An alligator shear, historically known as a lever shear and sometimes as a crocodile shear, is a metal-cutting shear with a hinged jaw, powered by a flywheel or hydraulic cylinder. Alligator shears are generally set up as stand-alone shears; however, there are types for excavators. The jaw size can range from 4 to 36 in long. They are generally used to cut ferrous members, such as rebar, pipe, angle iron, or I-beams.

==Operation==
Older alligator shears were powered by a flywheel. These shears ran continuously, which posed a safety hazard. Now alligator shears are hydraulically actuated. When actuated, the piston arm extends and slowly closes the upper jaw of the alligator shear, which passes alongside the bed or lower jaw of the shear to perform the cut.

==Uses==
Alligator shears are used for cutting long metal stock or scrap, generally where accuracy is not an important consideration, and the size or shape of the material makes other cutting or shearing options (such as a cutting torch) impractical. Alligator shears are often used in conjunction with large metal shredders in the metal recycling industry, to 'clean' or prepare scrap for shredding by removing unwanted fittings and other parts the shredder will not accept.

==Safety==
The safety requirements for other powered metalworking shears are contained in ANSI B11.4, but alligator shears are specifically exempted from that standard. Federal OSHA and various state OSHA programs have requirements for guarding alligator shears, and newly manufactured alligator shears are provided with guards that adjust to the size of the stock or scrap being cut. The purpose of this guard, however, is to prevent pieces of metal from being ejected during cutting. Such a guard also prevents inadvertent exposure of the operator's hands, but does not conform to more stringent 'point of operation' guarding requirements.

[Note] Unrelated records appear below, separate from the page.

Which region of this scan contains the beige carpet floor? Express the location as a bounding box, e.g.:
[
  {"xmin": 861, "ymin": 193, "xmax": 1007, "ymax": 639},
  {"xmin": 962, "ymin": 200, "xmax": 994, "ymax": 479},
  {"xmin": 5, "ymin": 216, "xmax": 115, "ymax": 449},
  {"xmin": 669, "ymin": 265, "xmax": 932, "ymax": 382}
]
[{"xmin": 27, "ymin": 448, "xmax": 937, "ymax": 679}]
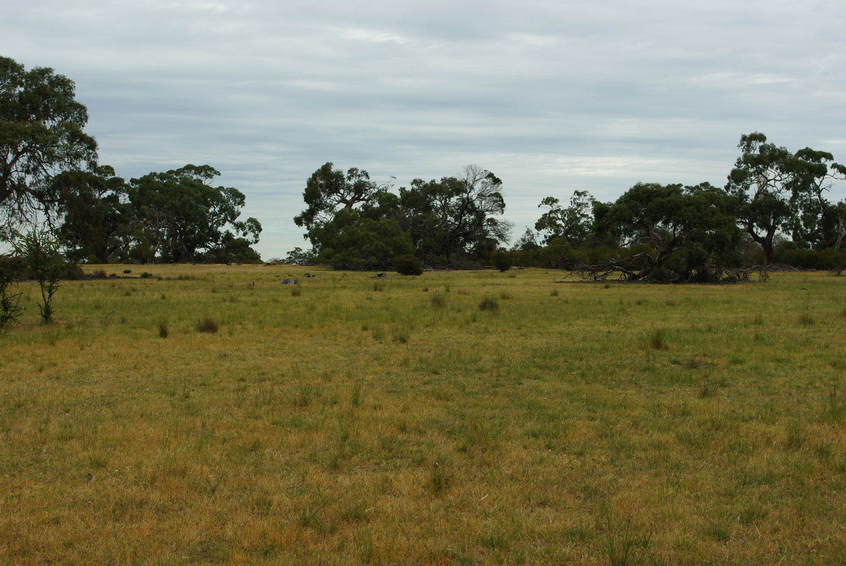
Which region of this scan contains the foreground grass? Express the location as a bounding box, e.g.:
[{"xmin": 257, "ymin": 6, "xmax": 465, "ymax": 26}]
[{"xmin": 2, "ymin": 265, "xmax": 846, "ymax": 565}]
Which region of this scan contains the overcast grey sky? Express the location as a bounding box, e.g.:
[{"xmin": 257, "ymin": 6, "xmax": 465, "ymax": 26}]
[{"xmin": 4, "ymin": 0, "xmax": 845, "ymax": 258}]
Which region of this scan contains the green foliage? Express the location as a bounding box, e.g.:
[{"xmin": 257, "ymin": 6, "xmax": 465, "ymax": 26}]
[
  {"xmin": 398, "ymin": 165, "xmax": 509, "ymax": 264},
  {"xmin": 53, "ymin": 166, "xmax": 129, "ymax": 263},
  {"xmin": 726, "ymin": 132, "xmax": 845, "ymax": 264},
  {"xmin": 0, "ymin": 56, "xmax": 98, "ymax": 229},
  {"xmin": 296, "ymin": 163, "xmax": 509, "ymax": 269},
  {"xmin": 197, "ymin": 317, "xmax": 219, "ymax": 334},
  {"xmin": 317, "ymin": 212, "xmax": 413, "ymax": 270},
  {"xmin": 479, "ymin": 297, "xmax": 499, "ymax": 311},
  {"xmin": 535, "ymin": 190, "xmax": 595, "ymax": 245},
  {"xmin": 294, "ymin": 163, "xmax": 380, "ymax": 247},
  {"xmin": 0, "ymin": 256, "xmax": 22, "ymax": 329},
  {"xmin": 281, "ymin": 246, "xmax": 317, "ymax": 265},
  {"xmin": 127, "ymin": 165, "xmax": 262, "ymax": 263},
  {"xmin": 493, "ymin": 249, "xmax": 512, "ymax": 272},
  {"xmin": 393, "ymin": 254, "xmax": 423, "ymax": 275},
  {"xmin": 15, "ymin": 229, "xmax": 64, "ymax": 323}
]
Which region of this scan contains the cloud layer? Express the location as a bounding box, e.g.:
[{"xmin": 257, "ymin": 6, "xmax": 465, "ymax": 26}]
[{"xmin": 5, "ymin": 0, "xmax": 845, "ymax": 257}]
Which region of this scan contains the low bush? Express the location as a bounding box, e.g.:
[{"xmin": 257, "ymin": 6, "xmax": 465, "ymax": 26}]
[
  {"xmin": 197, "ymin": 317, "xmax": 219, "ymax": 333},
  {"xmin": 394, "ymin": 254, "xmax": 423, "ymax": 276},
  {"xmin": 479, "ymin": 297, "xmax": 499, "ymax": 311}
]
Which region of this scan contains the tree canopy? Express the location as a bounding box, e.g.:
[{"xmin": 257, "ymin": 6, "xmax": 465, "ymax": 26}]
[
  {"xmin": 0, "ymin": 56, "xmax": 97, "ymax": 234},
  {"xmin": 294, "ymin": 163, "xmax": 510, "ymax": 269},
  {"xmin": 724, "ymin": 132, "xmax": 845, "ymax": 265}
]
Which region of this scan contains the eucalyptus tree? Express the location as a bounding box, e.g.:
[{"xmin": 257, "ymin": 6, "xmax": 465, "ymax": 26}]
[
  {"xmin": 534, "ymin": 190, "xmax": 595, "ymax": 245},
  {"xmin": 293, "ymin": 163, "xmax": 381, "ymax": 249},
  {"xmin": 127, "ymin": 165, "xmax": 261, "ymax": 263},
  {"xmin": 52, "ymin": 165, "xmax": 129, "ymax": 263},
  {"xmin": 0, "ymin": 56, "xmax": 97, "ymax": 234},
  {"xmin": 725, "ymin": 132, "xmax": 845, "ymax": 264},
  {"xmin": 607, "ymin": 182, "xmax": 741, "ymax": 281}
]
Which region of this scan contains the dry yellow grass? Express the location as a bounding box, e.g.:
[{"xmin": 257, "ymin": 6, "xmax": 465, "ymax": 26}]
[{"xmin": 2, "ymin": 265, "xmax": 846, "ymax": 564}]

In an interpretive letter dated June 24, 1981, Federal OSHA discussed the guarding dilemma presented by the alligator shear.

In instances where the shear is exclusively used for routine cuts on standardized stock, safeguarding of the point of operation is definable. In other instances, the operator is safeguarded from exposure to the point of operation by the physical size and configuration of the material being cut.

These practical considerations for guarding are not exclusive to alligator shears. A much more common type of equipment, the press brake, also requires a point of operation guarding when used with standardized stock, but not with large-dimension stock.